‘ABC bias’ and the right wing war on rationalism

12 February 2014
Corey Oakley

The relentless campaign in the Murdoch press and other right wing media outlets accusing the ABC of ideological bias and groupthink are so laughably hypocritical that it would be easy to conclude the lot of them were a cutting new satire from the people who brought us The Onion.

“The ABC of treachery” screamed the Daily Telegraph. “Why does the ABC hate our Navy?” asked Miranda Devine. “These blokes and these women get away with this on a daily basis and no-one holds them accountable”, thundered 2GB’s Ray Hadley. That’s right Ray, no-one.

Andrew Bolt, as usual, trumped the lot. He claimed that the fact the crazy-eyed right hates the ABC is in itself proof that the broadcaster is run by a bunch of communists.

Citing an IPA headline “It’s time we privatised the tone-deaf, left-leaning ABC” Bolt asked “If the far left [by which he means Get Up!] considers the ABC friendly and conservatives consider it hostile, can Mark Scott really maintain both have got it wrong?”

Even the least flamboyant doyens of the liberal establishment, like 774 Melbourne’s Jon Faine, have found it easy to point out that there is something amiss when half a dozen opinion writers from Murdoch papers across the country all come out with virtually identical polemics about systematic ideological bias at the ABC.

The anti-ABC campaign, led by a feverish right wing press and eagerly endorsed by an otherwise directionless Liberal government, can seem too ridiculous to be taken seriously. But this latest outbreak of the “culture wars” is part of a long term strategy of the right wing over the last decade and a half that has been remarkably successful in dragging political discourse to the right, intimidating liberals and social democrats, and making it harder to establish any genuinely left alternative to the status quo.

The basic strategy, imported more or less directly from the US, is this. Abandon any pretence of reasoned or logical argument. Treat facts with derision. Castigate mainstream, thoroughly bourgeois concepts about journalistic freedom and media ethics as dangerous Marxist ideology. Redefine “left” and “far left” to encompass anything to the left of (or even on the left of) the Liberal Party.

The problem with this is not that the right’s narrative is the slightest bit compelling, but that the institutions in their line of fire have, by and large, capitulated all the way down the line, falling over themselves to prove how unbiased they are.
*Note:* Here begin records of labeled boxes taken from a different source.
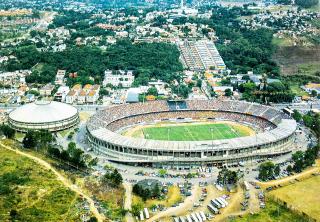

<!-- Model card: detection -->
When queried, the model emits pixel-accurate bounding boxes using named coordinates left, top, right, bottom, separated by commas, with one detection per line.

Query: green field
left=135, top=123, right=250, bottom=141
left=271, top=176, right=320, bottom=220
left=0, top=143, right=80, bottom=222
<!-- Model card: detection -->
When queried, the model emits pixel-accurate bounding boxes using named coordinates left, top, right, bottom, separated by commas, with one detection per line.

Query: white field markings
left=184, top=126, right=196, bottom=141
left=210, top=125, right=224, bottom=139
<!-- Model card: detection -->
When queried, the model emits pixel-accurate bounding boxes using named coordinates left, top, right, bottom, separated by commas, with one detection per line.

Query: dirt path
left=146, top=186, right=201, bottom=222
left=0, top=142, right=105, bottom=222
left=257, top=159, right=320, bottom=188
left=195, top=185, right=223, bottom=212
left=123, top=182, right=134, bottom=222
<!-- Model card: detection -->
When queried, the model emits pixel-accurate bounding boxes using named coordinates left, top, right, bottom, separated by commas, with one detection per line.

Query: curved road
left=0, top=142, right=105, bottom=222
left=123, top=182, right=134, bottom=222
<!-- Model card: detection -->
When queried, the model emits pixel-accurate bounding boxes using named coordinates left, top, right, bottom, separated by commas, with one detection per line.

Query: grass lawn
left=58, top=128, right=73, bottom=137
left=270, top=176, right=320, bottom=220
left=139, top=123, right=249, bottom=141
left=0, top=143, right=80, bottom=221
left=132, top=186, right=182, bottom=208
left=228, top=201, right=308, bottom=222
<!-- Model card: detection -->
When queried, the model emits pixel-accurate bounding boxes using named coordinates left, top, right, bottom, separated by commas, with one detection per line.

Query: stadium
left=8, top=101, right=79, bottom=132
left=87, top=100, right=297, bottom=169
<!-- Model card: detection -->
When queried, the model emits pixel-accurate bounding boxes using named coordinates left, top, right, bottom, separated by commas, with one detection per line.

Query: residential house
left=39, top=83, right=54, bottom=96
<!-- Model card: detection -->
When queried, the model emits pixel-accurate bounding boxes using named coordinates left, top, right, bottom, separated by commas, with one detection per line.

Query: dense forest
left=211, top=7, right=279, bottom=76
left=5, top=40, right=183, bottom=85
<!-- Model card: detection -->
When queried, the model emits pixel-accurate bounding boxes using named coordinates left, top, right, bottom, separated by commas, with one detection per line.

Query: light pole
left=207, top=127, right=213, bottom=156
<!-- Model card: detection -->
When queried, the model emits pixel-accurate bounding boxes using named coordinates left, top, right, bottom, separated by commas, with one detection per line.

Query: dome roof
left=9, top=101, right=78, bottom=123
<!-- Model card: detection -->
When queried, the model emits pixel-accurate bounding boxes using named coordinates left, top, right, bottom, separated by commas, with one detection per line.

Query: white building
left=66, top=90, right=78, bottom=104
left=54, top=69, right=66, bottom=85
left=103, top=70, right=134, bottom=87
left=54, top=86, right=70, bottom=102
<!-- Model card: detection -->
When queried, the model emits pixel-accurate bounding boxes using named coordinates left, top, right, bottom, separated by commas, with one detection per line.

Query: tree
left=153, top=184, right=161, bottom=198
left=131, top=203, right=143, bottom=217
left=102, top=169, right=123, bottom=187
left=274, top=164, right=280, bottom=176
left=311, top=90, right=318, bottom=97
left=258, top=161, right=275, bottom=181
left=0, top=124, right=16, bottom=139
left=292, top=151, right=304, bottom=173
left=147, top=87, right=158, bottom=96
left=295, top=0, right=319, bottom=8
left=224, top=88, right=233, bottom=97
left=89, top=216, right=98, bottom=222
left=292, top=109, right=302, bottom=122
left=287, top=165, right=293, bottom=173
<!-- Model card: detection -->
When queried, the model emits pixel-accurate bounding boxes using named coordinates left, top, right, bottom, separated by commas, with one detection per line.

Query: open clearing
left=270, top=176, right=320, bottom=220
left=132, top=186, right=183, bottom=211
left=124, top=122, right=254, bottom=141
left=0, top=142, right=80, bottom=221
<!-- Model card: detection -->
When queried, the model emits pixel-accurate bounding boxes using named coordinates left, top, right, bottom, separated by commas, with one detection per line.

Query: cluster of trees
left=22, top=130, right=56, bottom=149
left=4, top=40, right=183, bottom=85
left=217, top=168, right=239, bottom=185
left=47, top=142, right=97, bottom=168
left=258, top=161, right=280, bottom=181
left=208, top=7, right=279, bottom=75
left=0, top=124, right=16, bottom=139
left=302, top=112, right=320, bottom=138
left=102, top=169, right=123, bottom=187
left=287, top=145, right=320, bottom=173
left=132, top=182, right=161, bottom=201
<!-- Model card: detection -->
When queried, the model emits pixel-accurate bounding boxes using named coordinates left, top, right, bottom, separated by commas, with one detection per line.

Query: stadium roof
left=9, top=101, right=78, bottom=123
left=90, top=119, right=297, bottom=151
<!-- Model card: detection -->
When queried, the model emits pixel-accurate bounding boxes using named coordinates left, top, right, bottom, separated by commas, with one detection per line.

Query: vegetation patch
left=270, top=176, right=320, bottom=220
left=0, top=147, right=80, bottom=221
left=132, top=123, right=251, bottom=141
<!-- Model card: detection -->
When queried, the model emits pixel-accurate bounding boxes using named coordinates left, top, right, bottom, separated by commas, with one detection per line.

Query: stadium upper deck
left=87, top=100, right=296, bottom=165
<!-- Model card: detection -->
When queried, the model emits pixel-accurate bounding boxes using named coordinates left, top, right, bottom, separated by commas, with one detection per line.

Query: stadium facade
left=87, top=100, right=297, bottom=169
left=8, top=101, right=79, bottom=132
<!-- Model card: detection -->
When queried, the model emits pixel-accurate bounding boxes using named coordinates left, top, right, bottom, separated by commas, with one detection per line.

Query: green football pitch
left=142, top=123, right=249, bottom=141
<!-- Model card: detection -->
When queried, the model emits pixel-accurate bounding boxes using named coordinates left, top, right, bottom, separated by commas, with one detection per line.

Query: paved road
left=146, top=185, right=201, bottom=222
left=0, top=142, right=105, bottom=222
left=123, top=182, right=134, bottom=222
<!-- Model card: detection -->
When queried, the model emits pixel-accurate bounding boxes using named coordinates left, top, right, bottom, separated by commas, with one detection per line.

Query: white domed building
left=8, top=101, right=79, bottom=132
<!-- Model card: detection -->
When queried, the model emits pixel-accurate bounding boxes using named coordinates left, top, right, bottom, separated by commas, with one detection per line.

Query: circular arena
left=8, top=101, right=79, bottom=132
left=87, top=100, right=297, bottom=169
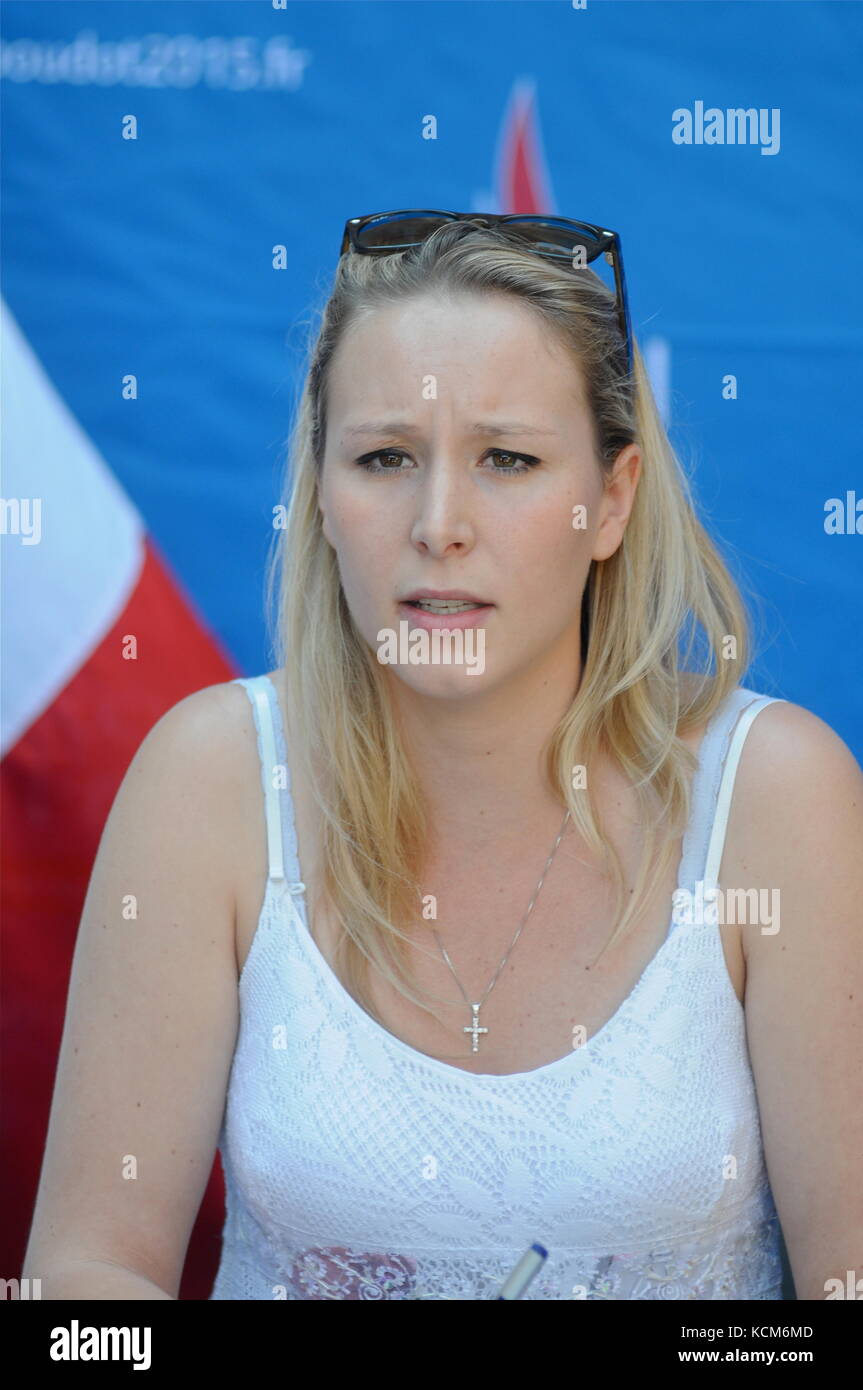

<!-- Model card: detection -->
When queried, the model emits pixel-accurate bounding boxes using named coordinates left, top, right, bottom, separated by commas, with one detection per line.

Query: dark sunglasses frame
left=339, top=207, right=632, bottom=375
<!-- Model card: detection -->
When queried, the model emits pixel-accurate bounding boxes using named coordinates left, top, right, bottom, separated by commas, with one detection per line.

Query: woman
left=24, top=214, right=863, bottom=1300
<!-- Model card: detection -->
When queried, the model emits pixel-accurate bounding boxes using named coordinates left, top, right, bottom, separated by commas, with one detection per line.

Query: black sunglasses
left=339, top=209, right=632, bottom=374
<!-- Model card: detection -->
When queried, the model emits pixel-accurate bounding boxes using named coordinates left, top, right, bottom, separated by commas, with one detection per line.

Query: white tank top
left=210, top=676, right=782, bottom=1300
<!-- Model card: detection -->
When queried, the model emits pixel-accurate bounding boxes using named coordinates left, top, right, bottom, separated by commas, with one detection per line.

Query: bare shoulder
left=734, top=701, right=863, bottom=963
left=734, top=703, right=863, bottom=1300
left=134, top=681, right=263, bottom=916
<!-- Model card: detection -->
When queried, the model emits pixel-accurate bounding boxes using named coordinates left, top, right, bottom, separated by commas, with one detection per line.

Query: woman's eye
left=356, top=449, right=539, bottom=483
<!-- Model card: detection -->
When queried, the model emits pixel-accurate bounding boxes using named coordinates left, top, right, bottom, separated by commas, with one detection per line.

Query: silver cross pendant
left=461, top=1004, right=488, bottom=1052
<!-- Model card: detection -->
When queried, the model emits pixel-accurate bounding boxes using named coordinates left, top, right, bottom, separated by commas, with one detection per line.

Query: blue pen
left=498, top=1240, right=549, bottom=1301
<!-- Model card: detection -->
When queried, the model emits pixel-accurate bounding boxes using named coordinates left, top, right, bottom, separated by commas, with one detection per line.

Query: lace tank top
left=210, top=676, right=782, bottom=1300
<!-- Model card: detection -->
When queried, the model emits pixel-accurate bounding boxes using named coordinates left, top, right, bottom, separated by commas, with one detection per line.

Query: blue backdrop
left=0, top=0, right=863, bottom=760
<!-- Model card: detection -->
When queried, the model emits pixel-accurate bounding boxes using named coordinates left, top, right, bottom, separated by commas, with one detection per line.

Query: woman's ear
left=592, top=443, right=642, bottom=560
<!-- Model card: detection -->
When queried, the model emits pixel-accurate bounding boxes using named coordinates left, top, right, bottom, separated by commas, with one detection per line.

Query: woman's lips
left=399, top=603, right=495, bottom=632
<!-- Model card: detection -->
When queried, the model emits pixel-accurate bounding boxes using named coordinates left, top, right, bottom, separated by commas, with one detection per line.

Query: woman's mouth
left=399, top=599, right=495, bottom=631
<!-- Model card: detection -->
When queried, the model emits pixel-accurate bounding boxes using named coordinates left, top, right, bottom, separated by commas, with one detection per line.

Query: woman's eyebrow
left=345, top=420, right=557, bottom=439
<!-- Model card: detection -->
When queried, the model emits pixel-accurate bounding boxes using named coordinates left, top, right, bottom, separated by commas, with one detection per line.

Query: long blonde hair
left=267, top=216, right=750, bottom=1017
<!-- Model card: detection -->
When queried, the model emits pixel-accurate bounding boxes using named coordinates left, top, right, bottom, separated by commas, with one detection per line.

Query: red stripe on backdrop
left=0, top=539, right=238, bottom=1298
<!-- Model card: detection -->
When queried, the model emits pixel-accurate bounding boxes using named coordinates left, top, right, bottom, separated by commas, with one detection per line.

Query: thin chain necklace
left=432, top=809, right=570, bottom=1052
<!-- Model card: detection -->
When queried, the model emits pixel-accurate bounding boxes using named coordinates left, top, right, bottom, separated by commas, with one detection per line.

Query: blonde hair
left=267, top=224, right=750, bottom=1022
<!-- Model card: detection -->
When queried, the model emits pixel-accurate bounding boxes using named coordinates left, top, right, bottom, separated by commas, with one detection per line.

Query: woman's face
left=318, top=295, right=639, bottom=699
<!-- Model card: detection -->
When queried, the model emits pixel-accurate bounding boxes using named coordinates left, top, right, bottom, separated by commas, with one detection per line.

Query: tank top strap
left=689, top=685, right=785, bottom=894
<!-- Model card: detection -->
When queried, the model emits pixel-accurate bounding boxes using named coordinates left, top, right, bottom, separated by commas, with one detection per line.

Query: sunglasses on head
left=339, top=209, right=632, bottom=374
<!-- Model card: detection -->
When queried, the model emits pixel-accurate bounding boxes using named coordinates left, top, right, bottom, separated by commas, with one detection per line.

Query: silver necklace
left=432, top=809, right=570, bottom=1052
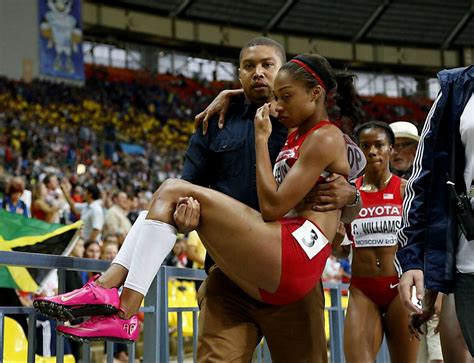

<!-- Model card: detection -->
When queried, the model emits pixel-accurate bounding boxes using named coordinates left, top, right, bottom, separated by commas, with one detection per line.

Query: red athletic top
left=273, top=121, right=331, bottom=185
left=351, top=175, right=403, bottom=247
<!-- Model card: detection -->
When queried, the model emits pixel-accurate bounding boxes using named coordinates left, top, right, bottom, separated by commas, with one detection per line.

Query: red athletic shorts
left=351, top=276, right=400, bottom=312
left=259, top=218, right=331, bottom=305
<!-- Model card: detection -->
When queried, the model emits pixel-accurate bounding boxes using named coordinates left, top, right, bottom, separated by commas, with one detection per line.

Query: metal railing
left=0, top=251, right=388, bottom=363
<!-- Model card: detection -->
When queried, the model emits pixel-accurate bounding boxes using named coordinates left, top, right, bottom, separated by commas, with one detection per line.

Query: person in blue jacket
left=397, top=65, right=474, bottom=355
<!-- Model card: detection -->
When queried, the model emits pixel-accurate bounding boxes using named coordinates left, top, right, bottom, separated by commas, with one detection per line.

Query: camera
left=446, top=179, right=474, bottom=241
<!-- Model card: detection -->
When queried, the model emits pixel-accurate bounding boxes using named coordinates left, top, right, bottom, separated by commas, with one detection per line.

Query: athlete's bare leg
left=384, top=295, right=418, bottom=363
left=344, top=286, right=383, bottom=363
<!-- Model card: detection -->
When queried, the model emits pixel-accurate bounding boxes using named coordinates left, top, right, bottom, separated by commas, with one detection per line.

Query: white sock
left=112, top=211, right=148, bottom=271
left=123, top=219, right=176, bottom=296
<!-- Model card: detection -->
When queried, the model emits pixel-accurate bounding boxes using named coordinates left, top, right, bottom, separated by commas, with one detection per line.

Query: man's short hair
left=239, top=37, right=286, bottom=63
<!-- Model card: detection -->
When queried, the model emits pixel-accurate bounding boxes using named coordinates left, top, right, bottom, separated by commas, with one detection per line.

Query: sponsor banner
left=38, top=0, right=84, bottom=82
left=351, top=216, right=401, bottom=247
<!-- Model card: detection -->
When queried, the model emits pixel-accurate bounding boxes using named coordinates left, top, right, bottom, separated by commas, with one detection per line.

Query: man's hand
left=173, top=197, right=201, bottom=234
left=398, top=270, right=425, bottom=314
left=304, top=173, right=355, bottom=212
left=194, top=89, right=243, bottom=135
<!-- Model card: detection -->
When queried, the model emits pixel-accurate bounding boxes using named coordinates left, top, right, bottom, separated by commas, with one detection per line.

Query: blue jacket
left=396, top=65, right=474, bottom=293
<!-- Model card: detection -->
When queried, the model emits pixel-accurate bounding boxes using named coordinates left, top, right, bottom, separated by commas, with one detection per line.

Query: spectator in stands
left=104, top=191, right=132, bottom=245
left=186, top=231, right=206, bottom=269
left=390, top=121, right=420, bottom=180
left=35, top=47, right=362, bottom=361
left=61, top=180, right=104, bottom=242
left=31, top=182, right=61, bottom=223
left=1, top=176, right=30, bottom=218
left=163, top=233, right=192, bottom=267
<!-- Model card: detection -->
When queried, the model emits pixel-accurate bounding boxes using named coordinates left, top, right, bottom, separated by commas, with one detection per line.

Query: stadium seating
left=3, top=316, right=76, bottom=363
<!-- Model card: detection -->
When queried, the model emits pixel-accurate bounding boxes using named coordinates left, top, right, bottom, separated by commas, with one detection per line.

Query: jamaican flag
left=0, top=209, right=81, bottom=292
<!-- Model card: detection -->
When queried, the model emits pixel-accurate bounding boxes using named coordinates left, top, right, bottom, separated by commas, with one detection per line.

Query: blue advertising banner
left=38, top=0, right=84, bottom=82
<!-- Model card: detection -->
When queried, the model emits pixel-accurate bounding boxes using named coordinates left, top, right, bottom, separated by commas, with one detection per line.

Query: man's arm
left=395, top=97, right=439, bottom=313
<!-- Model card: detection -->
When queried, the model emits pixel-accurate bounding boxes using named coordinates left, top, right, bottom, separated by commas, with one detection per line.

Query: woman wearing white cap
left=390, top=121, right=420, bottom=180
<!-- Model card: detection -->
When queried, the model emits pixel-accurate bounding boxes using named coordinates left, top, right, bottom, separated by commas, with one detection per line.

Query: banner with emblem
left=38, top=0, right=84, bottom=82
left=0, top=209, right=82, bottom=292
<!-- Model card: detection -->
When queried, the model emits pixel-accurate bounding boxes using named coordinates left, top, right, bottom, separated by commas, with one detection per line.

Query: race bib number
left=291, top=221, right=329, bottom=260
left=344, top=134, right=367, bottom=180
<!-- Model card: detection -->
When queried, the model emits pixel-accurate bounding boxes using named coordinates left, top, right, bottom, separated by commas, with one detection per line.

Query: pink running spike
left=33, top=274, right=120, bottom=321
left=57, top=314, right=140, bottom=342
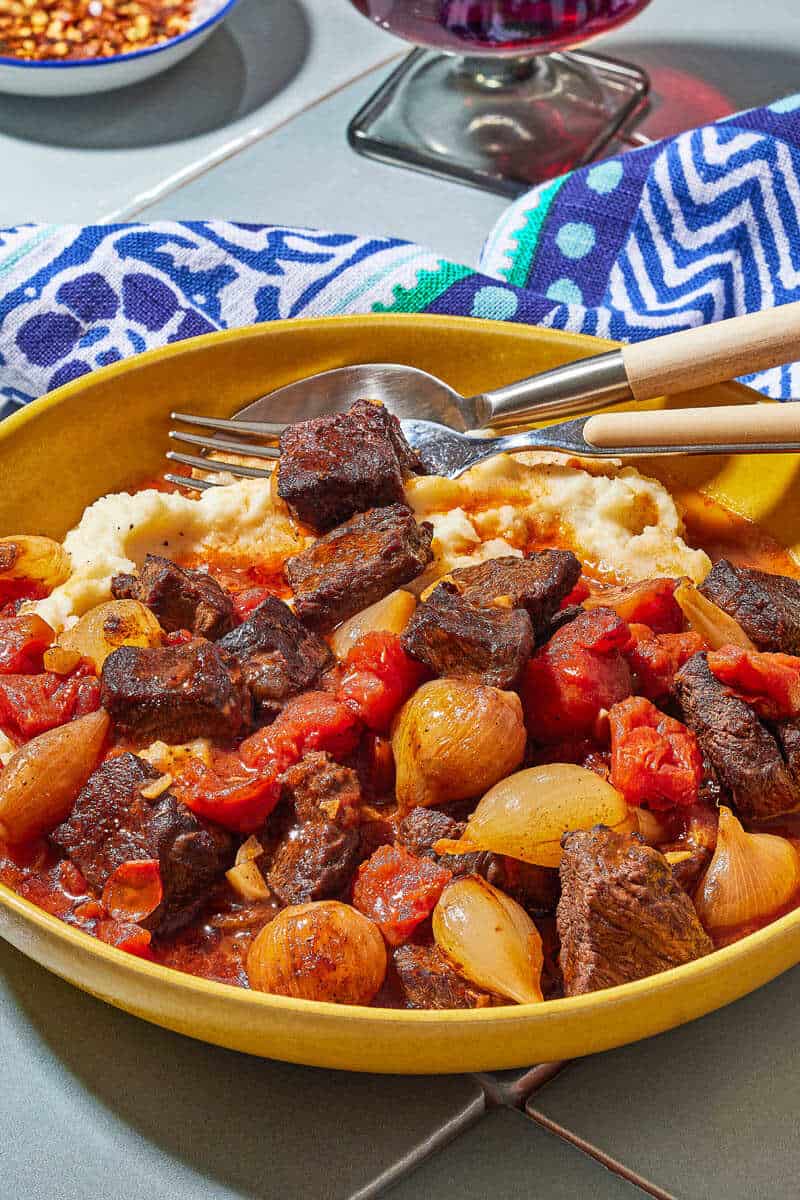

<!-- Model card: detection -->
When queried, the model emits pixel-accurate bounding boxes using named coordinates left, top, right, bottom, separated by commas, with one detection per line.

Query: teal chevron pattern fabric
left=0, top=96, right=800, bottom=418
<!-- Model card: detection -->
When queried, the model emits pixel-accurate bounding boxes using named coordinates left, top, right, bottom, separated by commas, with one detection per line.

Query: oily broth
left=0, top=481, right=800, bottom=993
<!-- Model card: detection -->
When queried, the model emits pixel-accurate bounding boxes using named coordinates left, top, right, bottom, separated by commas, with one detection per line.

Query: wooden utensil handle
left=583, top=403, right=800, bottom=446
left=622, top=300, right=800, bottom=400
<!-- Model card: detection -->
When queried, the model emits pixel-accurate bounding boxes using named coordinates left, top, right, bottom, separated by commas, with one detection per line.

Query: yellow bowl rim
left=0, top=313, right=800, bottom=1027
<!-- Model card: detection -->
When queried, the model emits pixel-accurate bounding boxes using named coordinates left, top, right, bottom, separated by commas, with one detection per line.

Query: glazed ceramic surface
left=0, top=0, right=237, bottom=96
left=0, top=316, right=800, bottom=1074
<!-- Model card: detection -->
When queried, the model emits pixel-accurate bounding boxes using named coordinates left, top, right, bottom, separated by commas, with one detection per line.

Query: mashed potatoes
left=407, top=454, right=711, bottom=583
left=34, top=454, right=710, bottom=632
left=34, top=479, right=309, bottom=632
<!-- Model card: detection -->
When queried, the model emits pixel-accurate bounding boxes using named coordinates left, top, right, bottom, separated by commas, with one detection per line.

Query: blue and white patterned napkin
left=0, top=96, right=800, bottom=416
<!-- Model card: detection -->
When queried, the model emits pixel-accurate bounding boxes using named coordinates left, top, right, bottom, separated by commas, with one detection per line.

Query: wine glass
left=349, top=0, right=650, bottom=196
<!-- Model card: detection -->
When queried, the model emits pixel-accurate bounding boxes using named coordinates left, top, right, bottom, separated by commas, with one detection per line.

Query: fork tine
left=167, top=450, right=272, bottom=479
left=164, top=475, right=219, bottom=492
left=169, top=413, right=287, bottom=438
left=169, top=430, right=281, bottom=458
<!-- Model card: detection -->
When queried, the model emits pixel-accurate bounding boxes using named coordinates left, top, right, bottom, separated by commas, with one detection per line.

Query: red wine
left=350, top=0, right=650, bottom=54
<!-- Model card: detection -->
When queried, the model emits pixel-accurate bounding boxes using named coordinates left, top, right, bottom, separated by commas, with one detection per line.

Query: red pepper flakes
left=0, top=0, right=194, bottom=61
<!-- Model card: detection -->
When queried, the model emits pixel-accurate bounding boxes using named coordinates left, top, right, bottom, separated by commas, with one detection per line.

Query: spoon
left=232, top=301, right=800, bottom=432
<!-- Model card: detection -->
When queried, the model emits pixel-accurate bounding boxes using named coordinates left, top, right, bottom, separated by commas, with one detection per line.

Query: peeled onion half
left=433, top=875, right=543, bottom=1004
left=435, top=762, right=633, bottom=866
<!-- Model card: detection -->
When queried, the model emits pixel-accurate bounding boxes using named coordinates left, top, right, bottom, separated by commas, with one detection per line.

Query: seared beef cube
left=700, top=558, right=800, bottom=654
left=52, top=754, right=234, bottom=934
left=112, top=554, right=234, bottom=642
left=482, top=854, right=560, bottom=916
left=219, top=596, right=333, bottom=715
left=536, top=604, right=587, bottom=643
left=285, top=504, right=433, bottom=630
left=397, top=806, right=484, bottom=877
left=282, top=750, right=361, bottom=826
left=397, top=806, right=559, bottom=913
left=662, top=846, right=712, bottom=896
left=278, top=400, right=423, bottom=533
left=557, top=826, right=714, bottom=996
left=101, top=642, right=251, bottom=743
left=266, top=821, right=360, bottom=904
left=397, top=805, right=467, bottom=858
left=452, top=550, right=581, bottom=638
left=403, top=583, right=534, bottom=688
left=673, top=654, right=800, bottom=821
left=395, top=944, right=504, bottom=1008
left=774, top=718, right=800, bottom=782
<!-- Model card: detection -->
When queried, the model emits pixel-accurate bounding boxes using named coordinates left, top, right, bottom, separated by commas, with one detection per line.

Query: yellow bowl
left=0, top=316, right=800, bottom=1073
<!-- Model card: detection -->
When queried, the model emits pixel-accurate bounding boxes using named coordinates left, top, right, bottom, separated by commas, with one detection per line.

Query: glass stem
left=458, top=55, right=542, bottom=91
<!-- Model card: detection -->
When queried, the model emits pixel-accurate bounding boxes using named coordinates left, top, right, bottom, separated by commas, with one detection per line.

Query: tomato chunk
left=0, top=667, right=100, bottom=740
left=353, top=846, right=452, bottom=946
left=103, top=858, right=164, bottom=922
left=0, top=614, right=55, bottom=674
left=173, top=757, right=283, bottom=833
left=241, top=691, right=361, bottom=770
left=338, top=632, right=427, bottom=733
left=234, top=588, right=275, bottom=620
left=608, top=696, right=703, bottom=811
left=95, top=918, right=154, bottom=960
left=521, top=608, right=633, bottom=743
left=709, top=646, right=800, bottom=721
left=625, top=625, right=705, bottom=700
left=583, top=578, right=685, bottom=634
left=174, top=691, right=361, bottom=833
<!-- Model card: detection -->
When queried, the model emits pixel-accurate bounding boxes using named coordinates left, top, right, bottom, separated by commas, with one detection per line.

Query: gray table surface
left=0, top=0, right=800, bottom=1200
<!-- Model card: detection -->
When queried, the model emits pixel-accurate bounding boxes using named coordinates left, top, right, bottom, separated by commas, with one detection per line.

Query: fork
left=166, top=403, right=800, bottom=490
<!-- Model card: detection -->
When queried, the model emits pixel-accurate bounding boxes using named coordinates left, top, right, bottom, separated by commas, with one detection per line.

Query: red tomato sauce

In the case of the ABC this has meant stacking the board with notorious right wingers, and running a mile when their stories are challenged.

Even Media Watch – which has done a better job than many in exposing the lies of the lunar right – got in on the grovelling on 3 February, attacking the ABC for running allegations that the navy torured refugees in their custody. These allegations have since been backed up by additional reporting in the Fairfax press, but not before Mark Scott gave a grovelling apology for his journalists who were brave enough to pursue a story.

The left needs to defend the ABC from scurrilous attempts by the right to delegitimise any challenge to the Liberal government’s agenda. But by the same token, we need to recognise that the ABC, and the liberal wing of the political establishment in general, cannot be relied upon to stand up to Murdoch’s attack dogs.

You only need to look at the US, where the process of lunatic right wing claims followed by shameful liberal capitulation has played out more fully, to see that all attempts to accommodate the right in order to appear “reasonable” only strengthen the hand of these latter-day Spanish inquisitionists.

If the left wants to put the right on the back foot, we need to stand up and defend an unashamedly radical left agenda.